Embeddings vs. What a Language Model Does
This is a common point of confusion, so it’s worth taking a moment to understand.
- A large language model like ChatGPT or Claude takes text in and produces text out. It generates.
- An embedding, by contrast, is not generated text. It’s a numerical representation. When you embed a sentence, nothing is written. A vector comes back.
The two things are related (language models use embedding-like representations internally as part of how they process text) but they serve different purposes and are used in different ways. A language model is for producing output. An embedding is for representing input in a form that’s useful for search, comparison, and retrieval.
Many AI systems use both. The embedding handles retrieval, finding the right information. The language model handles generation, turning that information into a useful response.
Storing and Searching Embeddings
One practical consideration worth knowing about is that embeddings need to be stored somewhere, and searching them efficiently at scale requires specialised infrastructure.
A list of 1536 numbers per document might sound manageable until you have a million documents.
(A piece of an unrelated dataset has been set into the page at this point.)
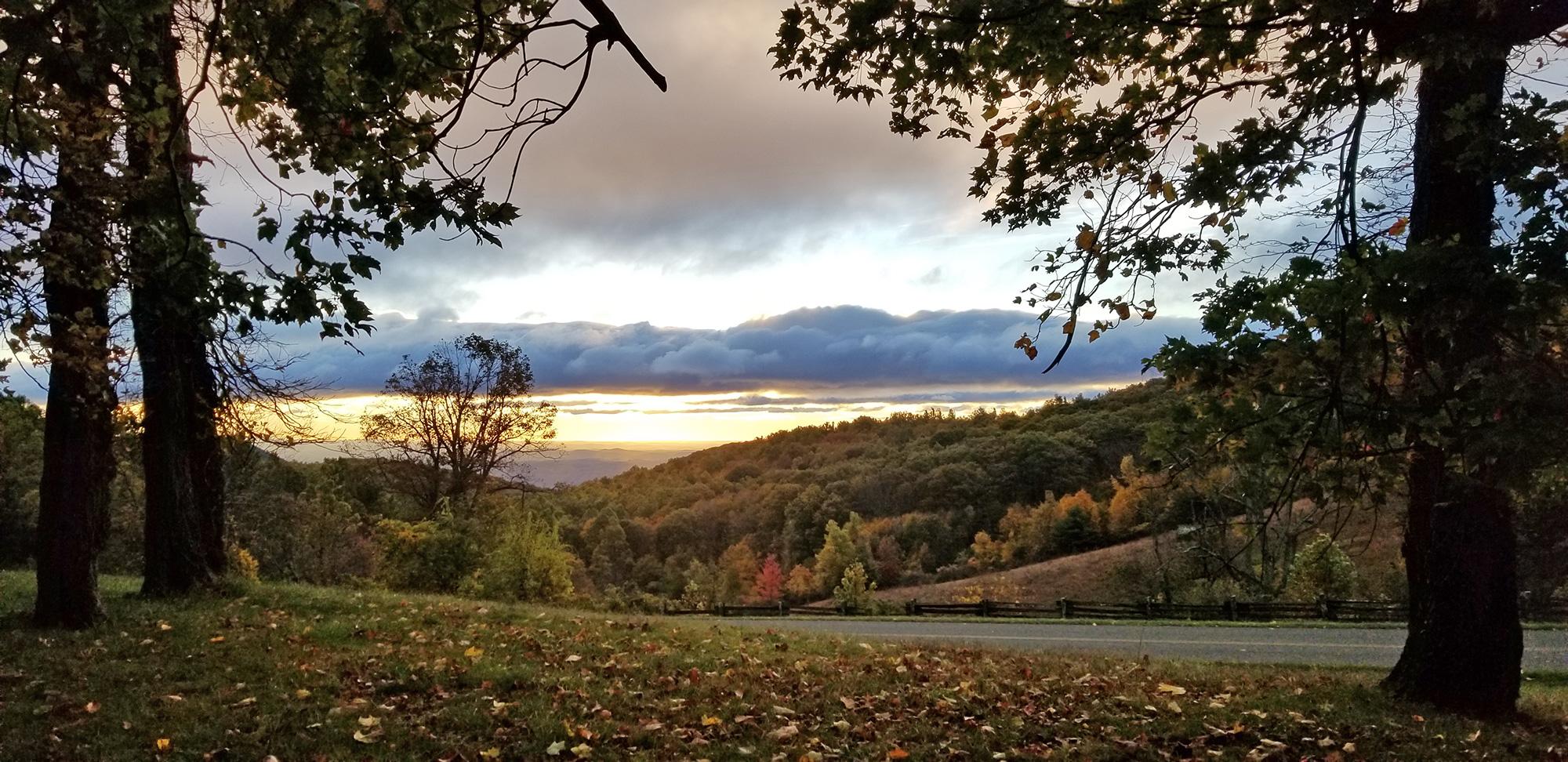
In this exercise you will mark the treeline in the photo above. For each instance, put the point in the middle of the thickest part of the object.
(907, 499)
(912, 498)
At that point, finding the nearest neighbours to a query embedding quickly (across millions of vectors) is a non-trivial engineering problem. This is what vector databases are built to solve. They’re optimised specifically for storing embeddings and performing fast similarity search across large collections of them.
For small projects, simpler solutions work fine. But for production systems at scale, the storage and retrieval infrastructure around embeddings matters almost as much as the embeddings themselves.
Conclusion
An embedding is a way of representing meaning as numbers so that computers can work with it mathematically. It sounds like a technical detail, but it’s actually one of the more important ideas in modern AI. It’s the foundation that makes semantic search, retrieval, recommendations, and a lot of other capabilities possible.
If you’ve ever used a search engine that seemed to understand what you were looking for rather than just matching your exact words, there’s a good chance embeddings were involved.